Merluza Negra, Artichoke Cream, Olive Powder, Sea Air
Merluza negra fish cooked sous vide with artichoke hearts cream, sea air and black olive powder. This recipe is from molecular gastronomy Chef Gonzalo Aramburu with step by step instructions adapted by us.
Ingredients (4 tasting size servings)
- 400 g (14 oz) merluza negra (Chilean sea bass)
- 2 artichoke hearts
- 50 ml (1.7 oz) cream
- 70 g (2.5 oz) black olives
- 300 g (10.6 oz) clams
- parsley, chopped
- 200 ml (6.7 oz) dry white wine
- 1 onion, chopped
- 2 g soy lecithin powder
- salt and pepper
- olive oil
- micro greens for garnish
1- Place the artichoke hearts in a vacuum bag and season with salt, pepper and olive oil. If you are using a clamp-style vacuum sealer instead of a chamber style, you may want to freeze the oil first.
2- Cook the artichoke hearts for 20 min in a sous vide water bath at 80 °C (176 °F).
3- Blend the artichoke hearts with a little cream until you obtain a thick cream. Reserve.
Black Olive Powder
1- Dry the olives with paper towels and place them in dehydrator tray lined with mesh screen and dehydrate at 65 ˚C (150 ˚F) for 24 hours or until crunchy.
2- Grind dried olives coarsely using a food processor.
1- Bring wine, onion and parsley to boil.
2- Add the clams and cook until they open, strain the juice and measure what is left.
3- Use 1 g of lecithin powder for every 125 ml and blend it in well in a high container wide enough to collect the air (about 25 cm). Strain the mixture and keep until needed.
1- Place the merluza negra in a vacuum bag and season with salt and olive oil. If you are using a clamp-style vacuum sealer instead of a chamber style, you may want to freeze the oil first.

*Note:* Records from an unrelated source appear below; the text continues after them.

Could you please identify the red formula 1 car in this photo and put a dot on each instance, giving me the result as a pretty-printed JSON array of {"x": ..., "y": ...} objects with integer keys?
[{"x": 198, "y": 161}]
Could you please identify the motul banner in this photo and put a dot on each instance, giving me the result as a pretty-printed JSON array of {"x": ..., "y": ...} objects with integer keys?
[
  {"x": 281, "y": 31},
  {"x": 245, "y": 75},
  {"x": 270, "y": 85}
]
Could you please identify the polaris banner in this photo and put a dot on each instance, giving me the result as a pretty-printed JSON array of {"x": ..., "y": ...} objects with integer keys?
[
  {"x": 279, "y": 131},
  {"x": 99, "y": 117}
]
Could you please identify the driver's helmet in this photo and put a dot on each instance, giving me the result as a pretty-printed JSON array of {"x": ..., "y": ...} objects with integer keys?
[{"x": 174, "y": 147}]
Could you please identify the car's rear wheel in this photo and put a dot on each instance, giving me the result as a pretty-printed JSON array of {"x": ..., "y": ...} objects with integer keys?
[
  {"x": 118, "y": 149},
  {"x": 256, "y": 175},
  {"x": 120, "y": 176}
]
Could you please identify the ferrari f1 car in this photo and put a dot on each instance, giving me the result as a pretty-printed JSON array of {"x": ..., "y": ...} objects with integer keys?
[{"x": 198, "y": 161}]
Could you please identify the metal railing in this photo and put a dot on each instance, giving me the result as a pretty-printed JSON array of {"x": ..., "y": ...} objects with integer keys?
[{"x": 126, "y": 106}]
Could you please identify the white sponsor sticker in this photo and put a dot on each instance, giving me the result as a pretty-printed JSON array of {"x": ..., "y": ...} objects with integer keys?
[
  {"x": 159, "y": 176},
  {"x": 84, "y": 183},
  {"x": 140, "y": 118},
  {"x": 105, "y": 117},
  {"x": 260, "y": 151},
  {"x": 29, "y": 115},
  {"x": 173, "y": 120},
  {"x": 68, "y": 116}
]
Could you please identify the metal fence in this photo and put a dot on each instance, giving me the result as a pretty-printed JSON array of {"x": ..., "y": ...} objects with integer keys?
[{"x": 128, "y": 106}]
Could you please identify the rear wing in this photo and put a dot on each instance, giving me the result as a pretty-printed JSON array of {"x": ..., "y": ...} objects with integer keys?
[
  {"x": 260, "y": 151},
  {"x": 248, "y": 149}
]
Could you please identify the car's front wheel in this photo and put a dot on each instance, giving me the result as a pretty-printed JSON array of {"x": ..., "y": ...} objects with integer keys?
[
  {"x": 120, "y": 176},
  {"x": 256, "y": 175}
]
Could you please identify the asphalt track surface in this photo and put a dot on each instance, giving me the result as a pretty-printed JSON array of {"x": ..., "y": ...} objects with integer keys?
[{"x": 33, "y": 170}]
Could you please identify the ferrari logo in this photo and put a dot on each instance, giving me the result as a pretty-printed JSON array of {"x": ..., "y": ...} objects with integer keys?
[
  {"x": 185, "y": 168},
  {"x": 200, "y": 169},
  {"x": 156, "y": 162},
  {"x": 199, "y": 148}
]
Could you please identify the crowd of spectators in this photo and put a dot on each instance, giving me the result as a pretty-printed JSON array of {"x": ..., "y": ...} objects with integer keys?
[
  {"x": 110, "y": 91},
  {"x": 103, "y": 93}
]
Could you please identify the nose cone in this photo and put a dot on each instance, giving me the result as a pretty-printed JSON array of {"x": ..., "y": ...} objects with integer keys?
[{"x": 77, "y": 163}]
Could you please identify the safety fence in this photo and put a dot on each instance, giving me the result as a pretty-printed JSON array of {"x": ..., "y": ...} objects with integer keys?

2- Cook the merluza negra for 40 minutes in a sous vide water bath at 60 °C (140 °F).
3- Sear the fish on hot pan for 30 seconds each side.
Assemble and Serve
1- Spread some artichoke cream across the plate.
2- Place a small spoon of black olive powder on the thin end of the artichoke cream on the plate.
3- Place a portion of merluza negra on top of the artichoke cream and black olive powder.
4- Produce the sea air by lifting the immersion blender to the upper part of the liquid surface to incorporate as much air as possible so that foam forms on the surface. Once you have enough foam on the surface, let it rest of 1 minute so that the foam sets and the excess of liquid is eliminated.
5- Spoon some sea foam on top of the fish.
6- Garnish with a few micro green leaves.